Even when the music was something I didn’t like, I tried to understand the reasons for his putting that section into part of the show. Artists make very calculated decisions, especially when it come to electronic music where music order is super important as it aligns to the visual production side of things in this case. Flying Lotus live was absolutely worth the money to attend on a Thursday night in the middle of a busy week. I was impressed with the enthusiasm generated by him and his visual team to create an unparalleled concert experience. Even though I left early because of feeling way too tired, for the time I was there I had a great time.

REVIEW: The Glitch Mob

Love Death Immortality was featured at the show.

The Glitch Mob at Royal Oak Music Theatre on October 22 blew my expectations away for what an electronic music concert can be. As a fan of them since high school, I was excited to get a chance to finally see them live. I discovered upon attending my first show last year (at the same place for a Krewella concert) that electronic music with heavy synthesizers, beats, and oscillators, is a far better listening experience when seen live than when listened to in your headphones or on loud speakers in your house’s basement. There’s so much to take in with regards to what sort of visuals an artist’s visual team will throw up to accompany the music and make your time in the few hours they have with you a total body experience. All senses are activated for the duration of the set, and tonight was an exceptionally well done production all around by the Mob.

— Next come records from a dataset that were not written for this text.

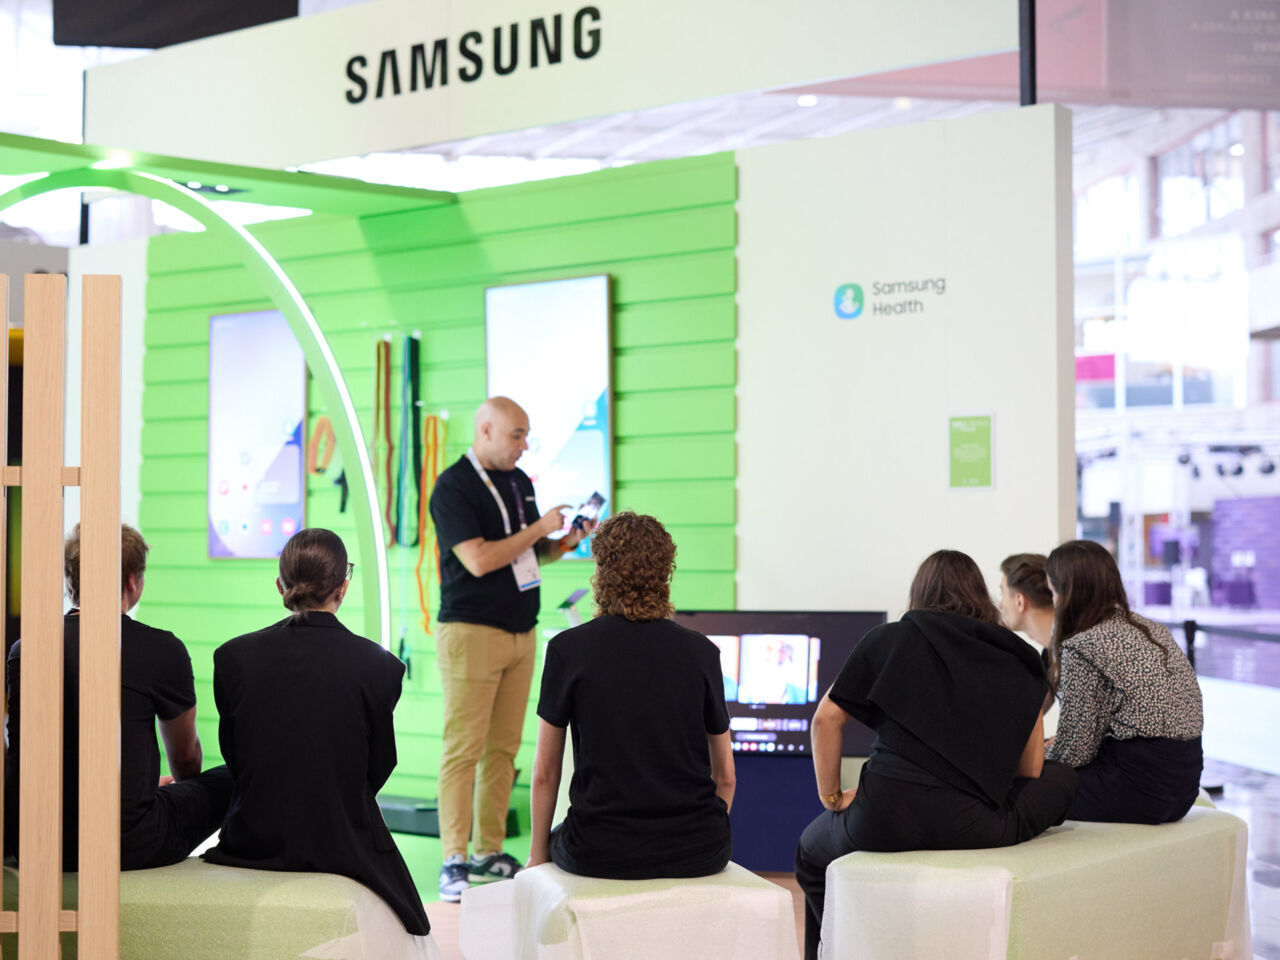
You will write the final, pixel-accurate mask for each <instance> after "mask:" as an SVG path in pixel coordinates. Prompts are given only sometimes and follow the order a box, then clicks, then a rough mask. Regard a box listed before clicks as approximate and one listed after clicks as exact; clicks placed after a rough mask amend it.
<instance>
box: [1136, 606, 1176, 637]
mask: <svg viewBox="0 0 1280 960" xmlns="http://www.w3.org/2000/svg"><path fill="white" fill-rule="evenodd" d="M1129 616H1130V617H1133V622H1134V623H1140V625H1142V626H1144V627H1147V630H1148V631H1149V632H1151V636H1152V637H1153V639H1156V640H1160V641H1162V643H1174V632H1172V631H1171V630H1170V628H1169V627H1166V626H1165V625H1164V623H1160V622H1157V621H1155V620H1151V618H1148V617H1143V616H1142V614H1140V613H1130V614H1129Z"/></svg>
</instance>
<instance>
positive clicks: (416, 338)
mask: <svg viewBox="0 0 1280 960" xmlns="http://www.w3.org/2000/svg"><path fill="white" fill-rule="evenodd" d="M421 351H422V335H421V334H420V333H417V332H416V330H415V332H413V335H412V337H410V338H407V339H406V340H404V367H406V369H407V370H408V412H410V419H411V420H412V429H411V430H410V436H412V438H413V460H412V461H411V462H412V476H413V497H415V499H413V512H412V513H408V516H410V517H413V516H417V517H421V516H422V371H421ZM407 507H408V504H406V508H407ZM406 512H407V511H406ZM404 527H406V529H410V530H412V531H413V534H415V538H413V540H411V541H408V543H406V547H416V545H417V544H419V541H420V540H421V539H422V532H421V531H420V530H419V529H417V526H416V525H412V524H404Z"/></svg>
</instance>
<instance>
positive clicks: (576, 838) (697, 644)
mask: <svg viewBox="0 0 1280 960" xmlns="http://www.w3.org/2000/svg"><path fill="white" fill-rule="evenodd" d="M538 716H539V717H541V718H543V719H544V721H547V722H548V723H550V724H552V726H556V727H564V726H568V727H570V735H571V739H572V742H573V778H572V781H571V782H570V809H568V813H567V815H566V818H564V824H563V827H562V828H561V829H562V832H563V841H564V846H566V850H567V851H568V852H570V855H571V856H572V859H573V860H575V863H577V864H579V865H580V867H581V868H582V870H584V872H585V873H589V874H591V876H611V873H612V874H614V876H625V873H626V870H627V868H628V867H631V865H636V864H646V863H652V861H653V860H655V859H667V860H687V859H690V858H696V856H698V855H700V854H703V852H712V851H716V850H719V849H722V847H723V846H724V844H726V842H727V841H728V837H730V823H728V813H727V812H726V809H724V803H723V801H722V800H721V799H719V797H718V796H716V785H714V782H713V781H712V776H710V751H709V748H708V744H707V735H708V733H723V732H724V731H726V730H728V712H727V710H726V708H724V681H723V678H722V673H721V664H719V650H718V649H717V648H716V645H714V644H712V641H710V640H708V639H707V637H705V636H703V635H701V634H698V632H694V631H692V630H686V628H685V627H681V626H677V625H676V623H672V622H671V621H669V620H657V621H641V622H635V621H627V620H623V618H622V617H599V618H598V620H594V621H590V622H588V623H584V625H582V626H580V627H573V628H572V630H566V631H564V632H562V634H558V635H557V636H556V637H554V639H553V640H552V641H550V644H549V645H548V648H547V663H545V667H544V668H543V686H541V696H540V698H539V700H538Z"/></svg>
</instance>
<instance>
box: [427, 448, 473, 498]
mask: <svg viewBox="0 0 1280 960" xmlns="http://www.w3.org/2000/svg"><path fill="white" fill-rule="evenodd" d="M472 479H475V480H476V481H479V477H477V476H476V475H475V470H472V468H471V465H470V463H468V462H467V458H466V457H460V458H458V460H456V461H453V463H451V465H449V466H447V467H445V468H444V470H442V471H440V475H439V476H438V477H435V484H434V486H433V488H431V495H433V497H435V494H436V493H438V492H444V493H457V492H466V490H468V489H471V486H474V484H472V483H471V480H472Z"/></svg>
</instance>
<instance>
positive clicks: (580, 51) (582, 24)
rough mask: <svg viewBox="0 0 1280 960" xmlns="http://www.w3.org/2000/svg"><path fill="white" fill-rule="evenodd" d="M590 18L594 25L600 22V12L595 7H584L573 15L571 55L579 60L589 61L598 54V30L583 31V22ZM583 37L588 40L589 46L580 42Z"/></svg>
mask: <svg viewBox="0 0 1280 960" xmlns="http://www.w3.org/2000/svg"><path fill="white" fill-rule="evenodd" d="M588 18H590V19H591V20H593V22H594V23H599V22H600V10H599V8H596V6H584V8H582V9H581V10H579V12H577V13H576V14H575V15H573V55H575V56H576V58H577V59H579V60H590V59H591V58H593V56H595V55H596V54H598V52H600V28H599V27H591V29H584V28H582V27H584V22H585V20H586V19H588ZM584 35H585V36H586V37H589V38H590V41H591V46H590V49H588V46H586V45H585V44H584V42H582V38H584Z"/></svg>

Before I go into the main act, I wanted to give a shout out to openers Chrome Sparks and The M Machine. One of the three percussionists of Chrome Sparks gave a big shout out to Ann Arbor as a Michigan grad and noted how cool it was that he was back in the area again. Additionally, they all wore white turtlenecks and white pants in front of their performance stands, reminiscient of the ways in which Kraftwerk uniformly dressed at their shows when they were performing (and they stil do). However, unlike Kraftwerk, they really got into their playing with head bangs and enthusiasm, a large contrast to Kraftwerk’s deadpan stares. The only reason I know about this group who pioneered electronic dance music in the 1970s is because I am taking a class through the RC on electronic music and they have been an integral part of our study.

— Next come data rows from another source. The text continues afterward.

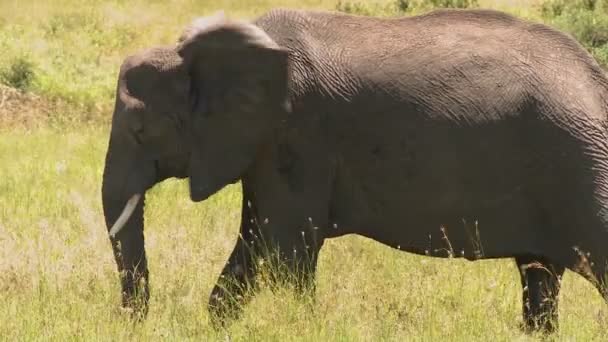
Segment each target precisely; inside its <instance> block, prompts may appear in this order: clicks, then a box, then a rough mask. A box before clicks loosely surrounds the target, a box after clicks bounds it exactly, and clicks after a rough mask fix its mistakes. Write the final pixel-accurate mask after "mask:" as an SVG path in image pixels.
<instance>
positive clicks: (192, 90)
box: [190, 82, 209, 116]
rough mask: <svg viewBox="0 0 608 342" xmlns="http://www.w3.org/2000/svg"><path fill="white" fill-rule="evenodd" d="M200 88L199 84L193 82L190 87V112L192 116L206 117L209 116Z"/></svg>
mask: <svg viewBox="0 0 608 342" xmlns="http://www.w3.org/2000/svg"><path fill="white" fill-rule="evenodd" d="M202 88H203V87H202V86H201V85H200V84H195V83H194V82H192V84H191V85H190V110H191V113H192V114H200V115H203V116H207V115H209V110H208V109H209V108H208V104H207V101H205V100H206V99H205V96H204V94H203V92H202Z"/></svg>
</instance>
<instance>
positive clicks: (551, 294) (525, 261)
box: [515, 256, 565, 332]
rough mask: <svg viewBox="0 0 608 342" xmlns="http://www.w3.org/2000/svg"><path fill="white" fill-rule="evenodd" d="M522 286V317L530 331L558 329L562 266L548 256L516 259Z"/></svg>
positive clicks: (547, 331) (562, 267)
mask: <svg viewBox="0 0 608 342" xmlns="http://www.w3.org/2000/svg"><path fill="white" fill-rule="evenodd" d="M515 262H516V263H517V266H518V269H519V272H520V276H521V283H522V287H523V296H522V297H523V298H522V299H523V319H524V325H525V328H526V330H527V331H544V332H553V331H555V330H556V329H557V323H558V322H557V320H558V313H557V297H558V295H559V288H560V280H561V277H562V275H563V274H564V271H565V268H564V267H563V266H559V265H555V264H553V263H551V262H549V261H547V260H546V259H545V258H536V257H532V256H521V257H517V258H515Z"/></svg>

The M Machine was fun as well, who performed a DJ set while mixing for a dance vibe. I picked up on the beginnings of a track I had heard at the Dirty Bird BBQ in Detroit during Labor Day weekend that is very deep house sounding, but they mixed it up in their own way by adding more layers and complexity to it. My friend mentioned to me during the show that they likely played it as a homage to Claude VonStroke, the owner of Dirty Bird label, who hails from Detroit.

This class has also managed to help me listen more closely to the music I love, and tonight was full of learning opportunities in listening in to how the music is made. I was able to recognize whenever they would open or close a note, or make a note darker or brighter. The common use of oscillators and synthesizers was ever obvious as well, as we have played around with different devices in class to get a sense of the many ways in which to produce electronic sound.

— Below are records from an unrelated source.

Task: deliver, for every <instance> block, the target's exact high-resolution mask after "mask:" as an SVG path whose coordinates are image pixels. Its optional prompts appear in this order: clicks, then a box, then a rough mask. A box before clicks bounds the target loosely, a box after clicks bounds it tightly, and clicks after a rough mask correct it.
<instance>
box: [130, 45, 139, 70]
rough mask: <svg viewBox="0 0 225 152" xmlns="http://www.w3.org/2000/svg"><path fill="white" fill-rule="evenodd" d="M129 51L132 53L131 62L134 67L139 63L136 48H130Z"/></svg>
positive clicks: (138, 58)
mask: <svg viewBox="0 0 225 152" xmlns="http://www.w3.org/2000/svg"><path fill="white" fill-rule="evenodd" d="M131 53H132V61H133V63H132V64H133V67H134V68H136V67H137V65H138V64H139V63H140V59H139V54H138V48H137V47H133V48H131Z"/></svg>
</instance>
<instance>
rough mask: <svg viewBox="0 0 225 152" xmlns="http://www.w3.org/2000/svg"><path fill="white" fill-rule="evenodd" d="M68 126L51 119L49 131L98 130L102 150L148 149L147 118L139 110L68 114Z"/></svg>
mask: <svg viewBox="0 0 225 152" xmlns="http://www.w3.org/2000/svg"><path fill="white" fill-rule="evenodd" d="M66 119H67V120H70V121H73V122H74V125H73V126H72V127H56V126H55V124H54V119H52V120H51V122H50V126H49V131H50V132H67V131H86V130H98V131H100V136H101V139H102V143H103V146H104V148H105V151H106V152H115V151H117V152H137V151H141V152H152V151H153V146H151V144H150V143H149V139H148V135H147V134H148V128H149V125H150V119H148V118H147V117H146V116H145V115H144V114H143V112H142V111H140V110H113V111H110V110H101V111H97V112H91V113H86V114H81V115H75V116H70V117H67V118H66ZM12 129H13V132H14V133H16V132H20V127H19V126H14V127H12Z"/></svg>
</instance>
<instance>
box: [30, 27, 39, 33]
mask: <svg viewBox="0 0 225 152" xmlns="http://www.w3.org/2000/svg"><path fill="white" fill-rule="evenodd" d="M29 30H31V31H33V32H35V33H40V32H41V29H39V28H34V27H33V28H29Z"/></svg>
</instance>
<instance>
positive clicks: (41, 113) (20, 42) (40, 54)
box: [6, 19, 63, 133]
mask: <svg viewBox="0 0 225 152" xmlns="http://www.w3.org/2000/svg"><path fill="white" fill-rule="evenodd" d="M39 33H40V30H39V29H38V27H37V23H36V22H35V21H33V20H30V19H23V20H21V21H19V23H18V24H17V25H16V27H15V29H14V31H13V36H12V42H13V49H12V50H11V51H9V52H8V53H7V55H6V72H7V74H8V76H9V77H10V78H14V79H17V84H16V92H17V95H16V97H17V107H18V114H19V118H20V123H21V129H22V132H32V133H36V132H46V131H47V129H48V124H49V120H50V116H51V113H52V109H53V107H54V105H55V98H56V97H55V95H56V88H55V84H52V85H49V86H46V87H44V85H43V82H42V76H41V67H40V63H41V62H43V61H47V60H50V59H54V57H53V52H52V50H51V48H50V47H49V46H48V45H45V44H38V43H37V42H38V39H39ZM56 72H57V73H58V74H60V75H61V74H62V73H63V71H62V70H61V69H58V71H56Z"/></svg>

The music off of their new album Love Death Immortality has a musical theme of triumph and victory, which fits in well with their style overall. I couldn’t help but smile and look over at people all around me having a good time swaying to the music. Their stage, called the Blade, featured kick and snare drums they played live while they triggered songs through their manipulation of MPC instruments. While it was difficult to pick out tracks by name because they rarely use vocals, I felt the concert did an awesome job of showcasing the big tracks from this album as well as sounds from their previous work.

I was really glad to take the time to get out of Ann Arbor for a few hours and listen to some great, entertaining music. Thank you, Glitch Mob, for an amazing time!